Um 13.00 Uhr treffe ich meine Ärztin, „ein Glücksgriff“, wie der Nasenstäbchenmann vorhin stolz verrät, als er den Namen der mir zugeteilten Ärztin erfährt. Sie geht mir ungefähr bis zum Bauchnabel und strahlt vor Kompetenz. Zwei Stunden später weiß auch ich: Sie ist tatsächlich ein Glücksgriff und meine betreuende Ärztin für die gesamten fünf Wochen, sowohl neurologisch als auch psychologisch. Frau Doktor funkt auf meiner Wellenlänge und bringt von ihrer Warte her viel Gutes ein, was bei mir tiefe Freude und Hoffnung auslöst. Gemeinsam stimmen wir den Therapieplan ab. Ihre Ideen und Vorschläge finde ich allesamt gut und befolgenswert. Umgekehrt verspreche ich ihr meine Mitarbeit in Sachen FFP2-Maske. In dieser Klinik gab es bisher noch keinen Corona-Fall, man sei daher sehr vorsichtig. Wenn jeder mit der OP-Maske anstelle der FFP2-Maske rumrennt, mache das vielleicht Schule. Und das sei nicht gewünscht.

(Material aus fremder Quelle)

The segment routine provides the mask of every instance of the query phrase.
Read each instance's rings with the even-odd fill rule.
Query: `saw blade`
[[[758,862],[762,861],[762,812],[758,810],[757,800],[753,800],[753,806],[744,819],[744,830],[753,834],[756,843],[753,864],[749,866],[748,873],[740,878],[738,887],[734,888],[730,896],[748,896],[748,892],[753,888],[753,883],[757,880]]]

Klar, verstehe ich. Sport darf mit der OP-Maske betrieben werden, für alles andere ist das Tragen von FFP2 vorgeschrieben. Die OP-Maske steht quasi für Wellness, Jesus steh‘ mir bei! Permanent Maske zu tragen ist mein Angstthema, da ich mit Beklemmungen durch jede Form von Beengung zu tun habe. Schon Wochen vor der Reha stresst mich die Vorstellung bis tief in die Nacht. Aber ich will mitarbeiten und meine Angst vor Luftnot überwinden, das habe ich mir vorgenommen. Wir einigen uns darauf, dass ich zum Essen und bei Versammlungen meinen guten Willen zeige und brav den dystopischen Kaffeefilter trage. Außerdem will ich nicht die Extrawurst spielen. Keiner hier trägt das Ding aus persönlicher Begeisterung oder als modisches Accessoire.

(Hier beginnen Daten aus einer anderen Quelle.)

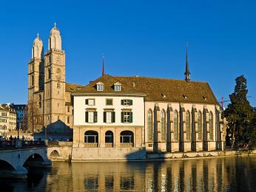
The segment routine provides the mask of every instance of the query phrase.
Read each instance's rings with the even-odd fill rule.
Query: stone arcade
[[[34,41],[28,100],[38,107],[43,126],[73,128],[72,160],[223,149],[219,103],[207,83],[190,80],[188,50],[185,80],[112,76],[103,69],[98,79],[78,86],[65,82],[65,53],[55,24],[48,44],[43,56],[41,39]]]

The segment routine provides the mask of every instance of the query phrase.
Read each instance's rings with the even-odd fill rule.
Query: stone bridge
[[[6,149],[0,151],[0,176],[27,178],[28,168],[51,165],[47,147]]]

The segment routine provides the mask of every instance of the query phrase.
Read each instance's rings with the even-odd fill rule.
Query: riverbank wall
[[[72,142],[58,142],[47,147],[47,157],[52,161],[130,161],[130,160],[168,160],[203,157],[218,157],[256,154],[256,150],[212,151],[175,153],[156,153],[146,151],[145,148],[75,148]]]

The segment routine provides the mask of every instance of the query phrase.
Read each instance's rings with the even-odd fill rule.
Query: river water
[[[256,155],[152,162],[53,162],[0,191],[256,191]]]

Im Anschluss findet ein persönliches Treffen mit der Pflegeleitung statt, wo alles Mögliche rund um den täglichen Ablauf besprochen wird. Beim Klinikgebäude handelt es sich um einen relativ frisch bezogenen Neubau, und man hofft auf Mitarbeit seitens der Patienten in Sachen Verbesserungsvorschläge. Die Freundlichkeit der Klinikmitarbeiter ist auffallend, der „luschtige“ Dialekt hingegen zum Wegwerfen. Bis jetzt hat das Ganze etwas von einem Wellness-Hotel mit therapeutisch geschultem Personal.

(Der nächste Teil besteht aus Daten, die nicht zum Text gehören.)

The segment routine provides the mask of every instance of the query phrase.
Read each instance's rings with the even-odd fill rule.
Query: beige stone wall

Mit einer Sackkarre transportiere ich mein Gepäck aus dem Auto in die Klinik und beziehe Zimmer Nr. 112 so langsam voll und ganz. Es gibt genug Stauraum in den deckenhohen weißen Schrankwänden. Auch mein großer, schwarzer Koffer verschwindet darin. Die Raumaufteilung ist klug durchdacht, praktisch und geschmackvoll zugleich. Meine innere Architektin und ihre Dekorateurin sind hoch beeindruckt und raunen einander anerkennend „Zehn von zehn Punkten!“ zu. Strecke mich erst einmal lang auf dem Bett aus und weiß schon jetzt, dass ich die fünf Wochen hier gut aushalten werde. Meine kleine Bettkoje ist urgemütlich, ich fühle mich geborgen. Der Blick auf die riesige Raschelbirke entspannt mich und lässt meinen Atem tief in den Bauch fließen.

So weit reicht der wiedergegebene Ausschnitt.